Segundo a Secretaria
de Comércio Exterior (Secex), ligada ao Ministério do Desenvolvimento,
Indústria, Comércio e Serviços (Mdic), o custo em dólar costuma ser mais baixo
por diversas regras de mercado, como a obrigatoriedade de fazer múltiplas
conversões, caso se opte pelo uso de outra moeda, e despesas bancárias mais
altas.
“O objetivo principal
não é a redução de custos das operações, mas a redução da dependência monetária
em relação ao dólar, e o aumento da capacidade de financiamento em moeda
nacional”, diz o economista Pedro Rossi, professor livre-docente do Instituto de
Economia da Universidade de Campinas (Unicamp) e vice-presidente do Global Fund
For a New Economy.
“Hoje, os países são
muito suscetíveis às flutuações do dólar, à própria política monetária
americana.

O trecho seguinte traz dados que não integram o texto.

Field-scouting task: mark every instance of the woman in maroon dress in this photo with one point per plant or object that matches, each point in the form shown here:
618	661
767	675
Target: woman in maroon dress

Precisam carregar reservas na moeda americana, o que caracteriza uma
assimetria monetária no sistema global. O objetivo de adotar um sistema de
pagamento alternativo é reduzir essa assimetria”, completa Rossi, autor do
recém-lançado livro “Brasil em Disputa – Uma nova história da economia
brasileira” (Editora Planeta).
Mesmo diante da
importância estratégica, a consolidação de moedas alternativas, mesmo quando
bem-sucedida – como no caso do euro –, parece lenta. E é, porque a criação da
moeda é mais simples que inseri-la, de fato, como meio de pagamento
internacional ou em blocos comerciais.
“A adoção de uma moeda
única é bem diferente da adoção de um sistema de pagamento específico, de uma
câmara de compensação que processa créditos e débitos entre moedas nacionais. A
moeda única, tal como o euro, é difícil de sustentar quando não há uma união
fiscal entre os países”, explica o professor, em entrevista à Agência Gov.
“O caso da Europa
mostra isso bem: há uma união monetária, mas não fiscal, e isso gera tensão
entre os países. E os países não emitem suas próprias moedas, e por isso não
dispõem de mecanismos macroeconômicos, como a possibilidade de desvalorização
cambial, ou a possibilidade de financiamento em suas próprias moedas. Eles
perdem autonomia macroeconômica. O mesmo vale para o Mercosul. Eu não vejo
possibilidade de o bloco adotar uma moeda única, pois são países com suas
especificidades”, diz ainda. “Mas eu vejo possibilidade no sentido de comércio
em moeda local, como já existe ente Brasil e Argentina. São iniciativas que
economizam dólar”, completa.
É preciso recordar que
os Estados Unidos, ao contrário dos demais, têm seu próprio sistema para emitir
dólares, uma outra razão para a predominância de sua moeda.